Does this mean that the first operator who builds an urban 5G system obtains a monopoly? Not quite! The fact that 5G allows for network slicing and that overloading one slice does not compromise the other slices allows for a separation of 5G transport and 5G user services (voice, data, multimedia, whatever).
A 5G transport system that caters to multiple service providers is called a neutral host. It implements multi-tenant 5G transport, meaning each tenant gets their slice.
This layering follows another recent trend in the telecom industry: separating the service business from the cell site infrastructure business, spinning off the latter onto tower companies. Because there are no towers in an urban small cell environment, it makes sense to combine the small cells of the 5G radio access network (RAN) with 5G core operations, and handle user services separately.
The model is not without pitfalls. Can the operator of a 5G transport system be forced to run their system as a neutral host, opening it to multiple tenants competing for user services? If so, would they unfairly favor the neutral host operator's own services business?
What if expectations of the network and its coverage differ between tenants specializing in different service types, such as low-latency communication services for self-driving vehicles or enhanced mobile broadband for mobile TV?
There is reason to be optimistic, since the sub-provider business is already established in LTE and works commercially.
5GCity has developed an architectural concept for the neutral host that separates tenants by way of network slices and network virtualization through a software-defined network, or SDN. They are also preparing for the future, when multi-access edge computing (MEC) will be dominant:
The 5GCity Neutral Host infrastructure dashboard allows operators and interested parties to develop slices using a set of virtualized resources according to their needs. [It] also enables SDN-based virtual RAN slicing and RAN function virtualization for 5G, LTE and Wi-Fi.
5GCity Neutral Host is also aligned to 5G performance requirements by providing edge computing capabilities.

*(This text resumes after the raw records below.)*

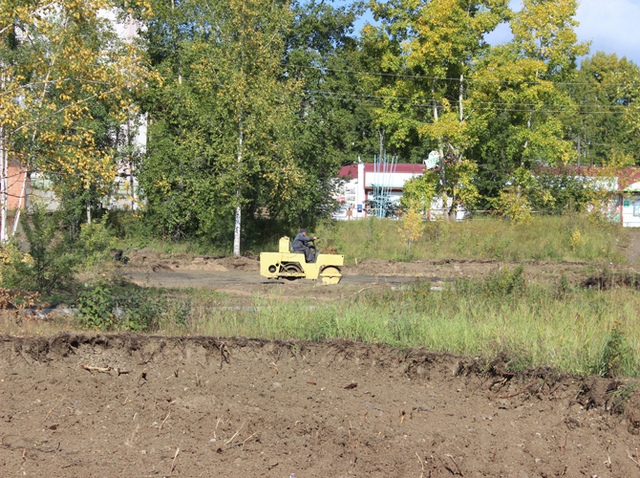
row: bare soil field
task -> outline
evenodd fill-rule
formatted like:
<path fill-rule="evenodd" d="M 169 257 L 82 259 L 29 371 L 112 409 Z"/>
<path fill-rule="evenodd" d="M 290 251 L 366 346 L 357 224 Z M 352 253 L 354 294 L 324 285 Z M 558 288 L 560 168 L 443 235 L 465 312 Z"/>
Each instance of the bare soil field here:
<path fill-rule="evenodd" d="M 635 252 L 634 252 L 635 254 Z M 161 256 L 119 266 L 142 286 L 242 303 L 343 300 L 497 261 L 345 267 L 337 286 L 268 282 L 255 258 Z M 625 270 L 634 272 L 636 254 Z M 602 265 L 526 263 L 587 283 Z M 508 372 L 504 359 L 351 342 L 134 334 L 0 336 L 0 470 L 38 477 L 640 477 L 637 381 Z"/>
<path fill-rule="evenodd" d="M 350 342 L 2 337 L 3 476 L 633 477 L 621 382 Z M 623 406 L 624 405 L 624 406 Z"/>
<path fill-rule="evenodd" d="M 416 280 L 441 287 L 456 278 L 482 278 L 500 268 L 523 264 L 529 281 L 559 281 L 561 276 L 574 283 L 598 281 L 603 269 L 633 271 L 629 265 L 613 266 L 586 262 L 511 263 L 496 260 L 457 260 L 397 262 L 367 259 L 342 267 L 338 286 L 318 281 L 274 281 L 260 276 L 255 257 L 193 257 L 185 254 L 160 255 L 149 250 L 134 251 L 129 262 L 119 267 L 122 276 L 144 287 L 196 288 L 216 290 L 242 300 L 274 288 L 285 289 L 288 298 L 341 300 L 357 291 L 398 287 Z"/>

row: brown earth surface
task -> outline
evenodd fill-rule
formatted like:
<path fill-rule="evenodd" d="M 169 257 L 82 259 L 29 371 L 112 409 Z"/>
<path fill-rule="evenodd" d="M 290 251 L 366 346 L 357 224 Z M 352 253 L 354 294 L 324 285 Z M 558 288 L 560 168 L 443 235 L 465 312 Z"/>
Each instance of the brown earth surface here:
<path fill-rule="evenodd" d="M 640 476 L 618 380 L 350 342 L 4 336 L 0 356 L 2 476 Z"/>
<path fill-rule="evenodd" d="M 430 281 L 434 287 L 457 278 L 482 278 L 501 268 L 522 264 L 529 281 L 558 281 L 561 276 L 573 283 L 596 283 L 612 271 L 635 272 L 635 263 L 624 265 L 588 262 L 508 262 L 497 260 L 443 259 L 398 262 L 380 259 L 361 260 L 345 265 L 339 286 L 322 285 L 314 280 L 272 280 L 260 276 L 260 262 L 254 257 L 162 255 L 150 250 L 132 252 L 126 265 L 118 267 L 124 278 L 140 286 L 197 288 L 216 290 L 241 300 L 284 289 L 288 298 L 314 297 L 340 300 L 359 290 L 399 287 L 416 280 Z"/>
<path fill-rule="evenodd" d="M 119 271 L 140 285 L 237 303 L 274 288 L 342 300 L 515 266 L 368 260 L 323 286 L 266 281 L 254 258 L 129 257 Z M 529 262 L 525 274 L 584 282 L 610 268 Z M 342 341 L 0 337 L 1 476 L 640 477 L 638 381 Z"/>

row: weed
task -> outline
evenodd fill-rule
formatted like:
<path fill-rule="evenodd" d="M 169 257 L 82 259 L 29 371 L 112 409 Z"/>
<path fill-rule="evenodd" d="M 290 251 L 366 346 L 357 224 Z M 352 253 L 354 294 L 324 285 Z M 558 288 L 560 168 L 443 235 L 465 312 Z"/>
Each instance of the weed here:
<path fill-rule="evenodd" d="M 616 322 L 604 342 L 593 373 L 602 377 L 617 377 L 621 374 L 628 352 L 622 324 Z"/>
<path fill-rule="evenodd" d="M 109 330 L 116 325 L 113 287 L 105 279 L 85 284 L 77 296 L 77 307 L 82 327 Z"/>
<path fill-rule="evenodd" d="M 567 279 L 567 275 L 564 273 L 561 274 L 555 290 L 556 300 L 566 299 L 571 293 L 571 289 L 571 284 L 569 283 L 569 279 Z"/>
<path fill-rule="evenodd" d="M 611 394 L 610 410 L 613 413 L 622 413 L 633 396 L 633 392 L 638 388 L 637 383 L 627 383 L 615 390 L 609 392 Z"/>
<path fill-rule="evenodd" d="M 485 280 L 485 291 L 489 295 L 505 296 L 524 291 L 526 281 L 524 279 L 524 266 L 520 264 L 513 270 L 505 267 L 497 272 L 489 274 Z"/>
<path fill-rule="evenodd" d="M 571 233 L 571 250 L 576 251 L 580 249 L 582 246 L 584 246 L 585 242 L 586 240 L 584 239 L 582 233 L 580 233 L 580 230 L 578 228 L 574 229 Z"/>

This will result in real-time access to radio network information unlocking the potential of advanced future applications.
Interestingly, the neutral host model is widely accepted in rural areas as well, providing a way to share infrastructure cost among multiple providers and reduce the cost-to-consumer ratio in rural 5G.
What this means for network operators
Potentially, the biggest impact of small cells and neutral hosts is the proliferation of Open RAN, which I discussed thoroughly here.
In her article on multi-operator RAN (abbreviated as MORAN) author Shin Yuan Kee predicts that by 2030, Open RAN will command approximately 60% of a $50 billion market that includes all RAN deployments lumped together. In 2026, she expects Open RAN to account for less than 40%.
In contrast, the Small Cell Forum expects Open RAN to dominate small-cell installations with 80% of deployments by 2026, as shown in the chart below. In small cells, O-RAN adoption is stronger and faster.
The dominance of Open RAN in small-cell deployments
How is that possible?
According to the Small Cell Forum, open architectures are likely to be adopted at scale first in small cell networks, especially enterprises and smart cities, because these will be largely greenfield roll-outs, often by non-traditional operators. That means the impact of the open network can be maximized because there is no legacy to manage … and the operator does not face the cost and risk of transitioning an installed macro RAN to a brand new architecture.
Obviously, traditional and non-traditional network operators will need to adopt different strategies for modernizing their legacy mobile networks and tapping new revenue streams from urban, rural and enterprise private 5G deployments based on small-cell technology.